BRUNO SEGRE:
LETTERA AL PRESIDENTE DELLA REPUBBLICA

 

Milano, 7 luglio 2009

Caro Presidente Napolitano,
sono un vecchio italiano ebreo, figlio di antifascisti, nato 79 anni fa nell'Italia fascista, bandito nel 1938 in quanto ebreo da tutte le scuole del Regno d'Italia. Sull'atto integrale di nascita a me intestato, che si conserva negli archivi dell'anagrafe di Milano, sta ancora oggi scritto a chiare lettere "di razza ebraica": una dicitura che mi porterò appresso
sino alla morte.
Memore del fascismo e delle sue aberrazioni razziste, mi permetto di rivolgermi a Lei per chiederLe di non ratificare il cosiddetto "pacchetto sicurezza" approvato in via definitiva dal Senato il 2 luglio scorso, dopo ben tre voti di fiducia imposti dal governo.

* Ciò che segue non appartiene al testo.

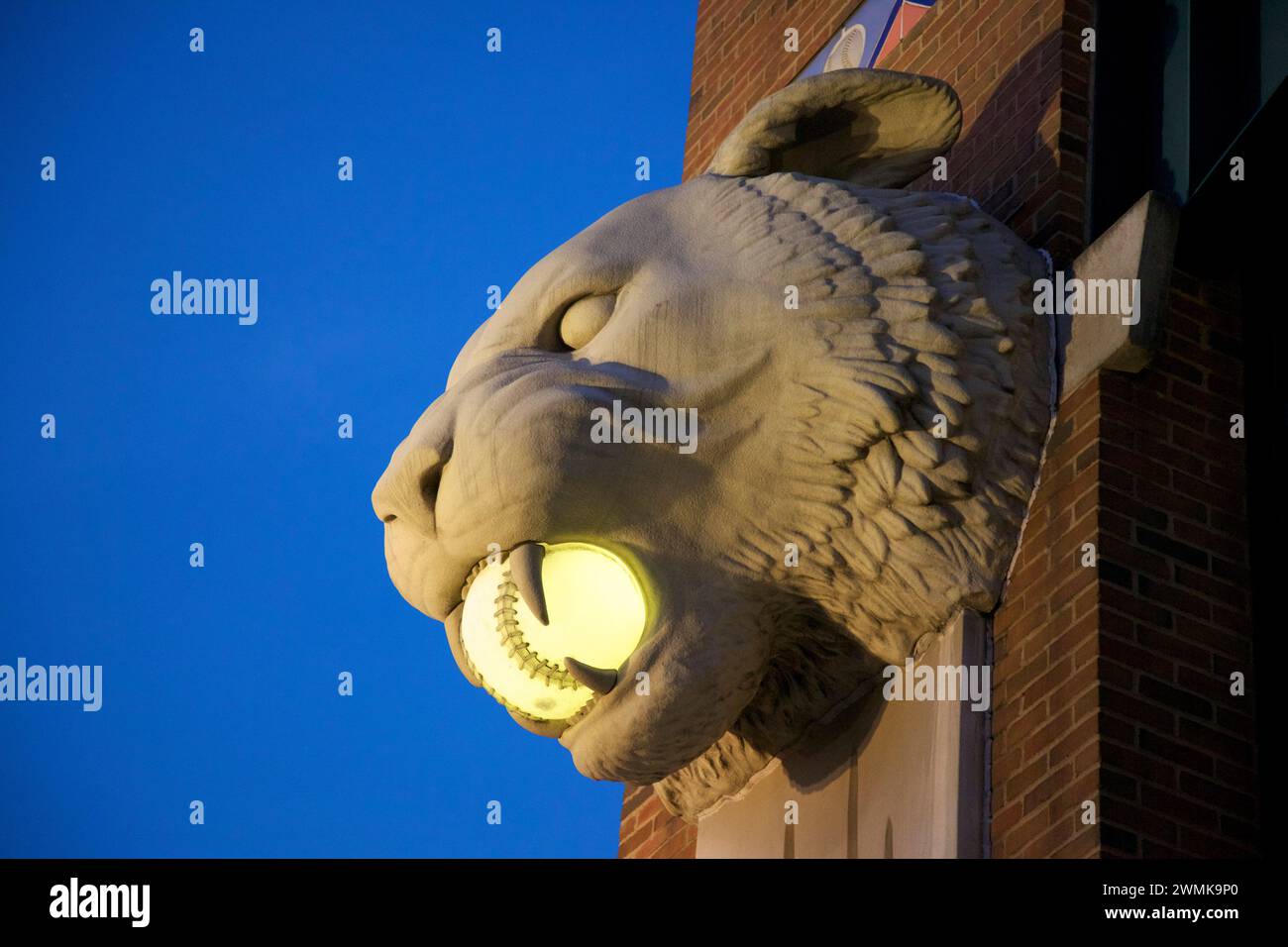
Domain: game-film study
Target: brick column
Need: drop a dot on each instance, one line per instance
(1112, 684)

Si tratta di un provvedimento che, in palese violazione dei principi fondamentali della Costituzione della Repubblica Italiana, introduce nei confronti dei gruppi sociali più deboli misure persecutorie e
discriminatorie che, per la loro gravità, superano persino le mostruosità previste dalle leggi razziali del 1938. Si pensi, per citare un unico esempio, al divieto imposto alle madri immigrate irregolari di fare dichiarazioni di stato civile: un divieto che, inibendo alle genitrici il riconoscimento della prole, farà si che i figli, sottratti alle madri che
li hanno generati, vengano confiscati dallo Stato che li darà successivamente in adozione.

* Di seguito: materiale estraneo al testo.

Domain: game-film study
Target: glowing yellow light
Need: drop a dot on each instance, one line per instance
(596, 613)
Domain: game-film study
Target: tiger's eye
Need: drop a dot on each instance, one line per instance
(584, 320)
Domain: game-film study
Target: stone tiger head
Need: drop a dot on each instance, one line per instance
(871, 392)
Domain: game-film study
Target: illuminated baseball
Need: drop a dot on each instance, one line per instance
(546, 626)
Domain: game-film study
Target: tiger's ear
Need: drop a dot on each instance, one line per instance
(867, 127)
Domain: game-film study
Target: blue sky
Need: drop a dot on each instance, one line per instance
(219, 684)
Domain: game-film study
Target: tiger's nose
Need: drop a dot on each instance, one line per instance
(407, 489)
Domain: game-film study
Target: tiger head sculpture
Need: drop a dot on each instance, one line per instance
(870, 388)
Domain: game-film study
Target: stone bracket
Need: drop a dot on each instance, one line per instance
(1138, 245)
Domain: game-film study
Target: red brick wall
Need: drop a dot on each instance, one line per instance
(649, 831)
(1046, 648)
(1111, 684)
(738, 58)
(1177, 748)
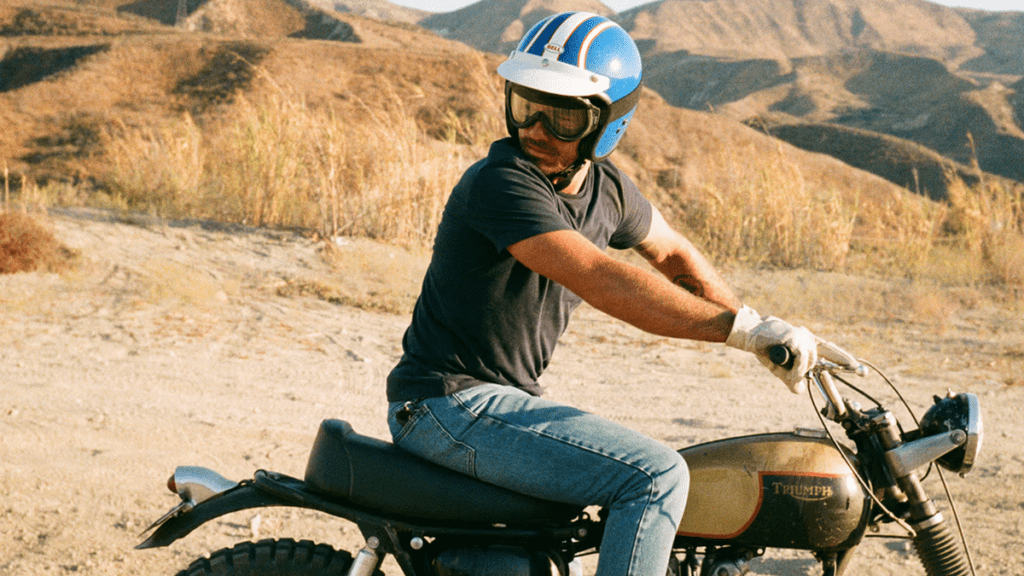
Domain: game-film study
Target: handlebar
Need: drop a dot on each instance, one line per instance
(780, 356)
(821, 374)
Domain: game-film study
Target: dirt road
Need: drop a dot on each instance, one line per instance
(177, 344)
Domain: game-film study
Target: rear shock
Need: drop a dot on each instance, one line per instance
(941, 553)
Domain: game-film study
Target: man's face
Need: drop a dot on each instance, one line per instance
(550, 154)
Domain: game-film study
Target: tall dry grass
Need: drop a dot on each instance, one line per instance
(763, 211)
(279, 161)
(384, 169)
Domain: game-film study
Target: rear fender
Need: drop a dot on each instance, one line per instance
(177, 526)
(266, 489)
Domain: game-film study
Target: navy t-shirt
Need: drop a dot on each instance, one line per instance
(483, 317)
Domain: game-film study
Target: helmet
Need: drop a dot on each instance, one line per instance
(581, 55)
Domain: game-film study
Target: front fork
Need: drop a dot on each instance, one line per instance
(940, 552)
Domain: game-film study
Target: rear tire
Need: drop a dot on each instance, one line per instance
(272, 558)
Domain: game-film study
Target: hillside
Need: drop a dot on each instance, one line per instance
(911, 70)
(61, 105)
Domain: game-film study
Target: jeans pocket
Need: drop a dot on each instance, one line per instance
(425, 437)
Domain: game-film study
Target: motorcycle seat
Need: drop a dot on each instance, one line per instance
(379, 476)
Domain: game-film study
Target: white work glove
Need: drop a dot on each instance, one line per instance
(753, 333)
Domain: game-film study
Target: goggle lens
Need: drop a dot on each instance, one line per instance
(566, 120)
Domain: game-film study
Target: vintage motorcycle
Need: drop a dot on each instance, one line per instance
(802, 490)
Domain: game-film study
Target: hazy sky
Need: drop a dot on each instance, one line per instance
(620, 5)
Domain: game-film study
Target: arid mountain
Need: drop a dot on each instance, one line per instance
(1000, 35)
(70, 75)
(913, 71)
(777, 29)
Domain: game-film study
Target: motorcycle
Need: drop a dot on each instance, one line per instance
(802, 490)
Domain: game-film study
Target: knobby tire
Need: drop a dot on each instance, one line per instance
(272, 558)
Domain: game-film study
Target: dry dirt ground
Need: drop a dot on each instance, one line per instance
(189, 344)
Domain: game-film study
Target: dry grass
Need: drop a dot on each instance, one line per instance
(765, 213)
(279, 161)
(28, 245)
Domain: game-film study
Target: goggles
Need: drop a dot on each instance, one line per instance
(566, 118)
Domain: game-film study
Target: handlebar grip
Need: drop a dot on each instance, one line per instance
(780, 356)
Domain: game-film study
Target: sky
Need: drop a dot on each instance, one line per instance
(620, 5)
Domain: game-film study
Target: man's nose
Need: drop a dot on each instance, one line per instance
(537, 131)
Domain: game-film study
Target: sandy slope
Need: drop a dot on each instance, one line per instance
(174, 346)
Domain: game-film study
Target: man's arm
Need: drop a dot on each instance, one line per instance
(676, 257)
(638, 296)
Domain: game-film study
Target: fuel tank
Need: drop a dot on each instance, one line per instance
(790, 490)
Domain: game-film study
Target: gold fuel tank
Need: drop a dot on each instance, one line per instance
(788, 490)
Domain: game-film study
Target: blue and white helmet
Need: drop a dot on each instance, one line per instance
(585, 55)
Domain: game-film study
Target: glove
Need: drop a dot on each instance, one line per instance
(753, 333)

Per buona sorte, le garanzie previste dai Costituenti Le consentono, caro Presidente, di correggere questo e altri simili abusi. Anche in omaggio alla memoria delle migliaia di vittime italiane del razzismo nazifascista Le chiedo di non promulgare un provvedimento che, ispirato nel suo insieme a una percezione dello straniero, del "diverso", come nemico, mina alla radice la convivenza civile, pacifica e reciprocamente proficua tra italiani e stranieri, rischiando di alterare in modo irreversibile la natura stessa della nostra Repubblica.